Last Updated Sep 4, 2009 6:46 PM EDT
- The decline in jobs wasn't as bad as the leap in the unemployment rate suggested-but that's not good news. Uncle Sam's payroll survey showed 216,000 jobs lost, which University of California, Berkeley's Brad DeLong thinks wasn't too terrible. There are two problems with this, however.
- The first is, the headline unemployment rate leaped because many people who had been too discouraged to look for work came back into the labor force in August--drawn, no doubt, by the happier economic news of the summer--and found there still wasn't any work for them.
- The second problem is, that 216,000 jobs lost per month is roughly the run rate of our two most recent recessions, as Arpitha Bykere, senior analyst of Nouriel Roubini's RGE Monitor, points out. The sole reason the phrase "only 216,000 jobs lost" doesn't sound deluded is that we were losing 600,000 jobs a month after Lehman collapsed a year ago. But judging just by these job-loss numbers, we're still in the middle of our labor recession.
- The broadest figure for unemployment took a big jump to from 16.3% to 16.8%. This is the one that includes discouraged workers and those working part time because they couldn't find full time work. Atlanta Fed president Dennis Lockhart thinks this is the real unemployment number.

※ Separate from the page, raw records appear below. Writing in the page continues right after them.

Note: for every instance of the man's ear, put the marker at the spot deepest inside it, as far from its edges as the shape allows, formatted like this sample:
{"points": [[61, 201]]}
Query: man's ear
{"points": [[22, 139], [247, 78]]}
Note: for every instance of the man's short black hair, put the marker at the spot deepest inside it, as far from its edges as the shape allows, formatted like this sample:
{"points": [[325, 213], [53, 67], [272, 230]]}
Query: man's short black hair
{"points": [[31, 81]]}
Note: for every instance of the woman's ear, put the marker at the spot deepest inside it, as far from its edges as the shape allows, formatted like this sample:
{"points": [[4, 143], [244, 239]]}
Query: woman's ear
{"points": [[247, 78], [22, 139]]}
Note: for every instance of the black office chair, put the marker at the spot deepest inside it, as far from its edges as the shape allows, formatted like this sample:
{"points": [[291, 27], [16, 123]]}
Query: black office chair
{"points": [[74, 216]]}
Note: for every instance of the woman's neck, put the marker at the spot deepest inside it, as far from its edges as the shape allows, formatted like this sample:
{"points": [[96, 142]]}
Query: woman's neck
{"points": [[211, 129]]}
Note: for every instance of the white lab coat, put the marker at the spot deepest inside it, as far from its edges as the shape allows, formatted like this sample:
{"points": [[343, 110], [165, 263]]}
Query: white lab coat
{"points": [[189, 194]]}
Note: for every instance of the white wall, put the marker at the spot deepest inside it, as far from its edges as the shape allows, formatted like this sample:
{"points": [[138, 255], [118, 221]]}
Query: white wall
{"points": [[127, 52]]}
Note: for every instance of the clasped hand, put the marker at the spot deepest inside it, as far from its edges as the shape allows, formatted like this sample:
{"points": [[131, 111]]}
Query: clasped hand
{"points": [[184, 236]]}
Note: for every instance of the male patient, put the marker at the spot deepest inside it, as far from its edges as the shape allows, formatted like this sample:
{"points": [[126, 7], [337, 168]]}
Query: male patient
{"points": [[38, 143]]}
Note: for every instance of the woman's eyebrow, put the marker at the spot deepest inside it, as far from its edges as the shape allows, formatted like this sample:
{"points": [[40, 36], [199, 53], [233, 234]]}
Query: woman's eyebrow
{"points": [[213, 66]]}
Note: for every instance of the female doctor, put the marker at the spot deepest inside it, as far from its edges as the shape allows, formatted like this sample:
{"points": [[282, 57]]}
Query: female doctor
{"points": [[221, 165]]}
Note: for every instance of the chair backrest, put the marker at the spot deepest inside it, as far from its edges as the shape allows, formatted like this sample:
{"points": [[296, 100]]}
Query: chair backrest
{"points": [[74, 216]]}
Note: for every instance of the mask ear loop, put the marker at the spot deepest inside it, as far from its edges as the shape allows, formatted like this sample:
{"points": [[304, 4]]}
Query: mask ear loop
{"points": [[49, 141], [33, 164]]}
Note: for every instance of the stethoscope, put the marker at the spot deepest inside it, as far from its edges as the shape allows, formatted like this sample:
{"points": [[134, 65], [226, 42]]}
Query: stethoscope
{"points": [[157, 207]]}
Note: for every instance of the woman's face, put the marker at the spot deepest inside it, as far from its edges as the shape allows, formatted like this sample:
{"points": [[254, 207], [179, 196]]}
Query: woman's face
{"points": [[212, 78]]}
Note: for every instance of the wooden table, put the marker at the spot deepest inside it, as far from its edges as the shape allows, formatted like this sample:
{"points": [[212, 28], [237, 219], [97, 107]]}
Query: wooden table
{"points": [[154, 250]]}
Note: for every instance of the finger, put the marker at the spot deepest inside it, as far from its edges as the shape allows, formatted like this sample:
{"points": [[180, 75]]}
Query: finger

- Hours worked went down Economist Clair Brown of U.C. Berkeley points out that today's unemployment numbers are artificially boosted by the number of people working reduced hours and sharing jobs-a recession-fighting tactic that American companies haven't used for decades. You can see the effect in the sharp drop in hours worked, particularly in the goods-producing sector, where they've gone from over 40 hours a week a year ago to just over 33 in August. When the recovery eventually comes, employers can just boost people's hours at first; they don't have to re-hire.
Any silver lining? Well, Clair Brown says the "incredibly resilient" U.S. labor market will adapt. Eventually. But not for many Labor Days to come.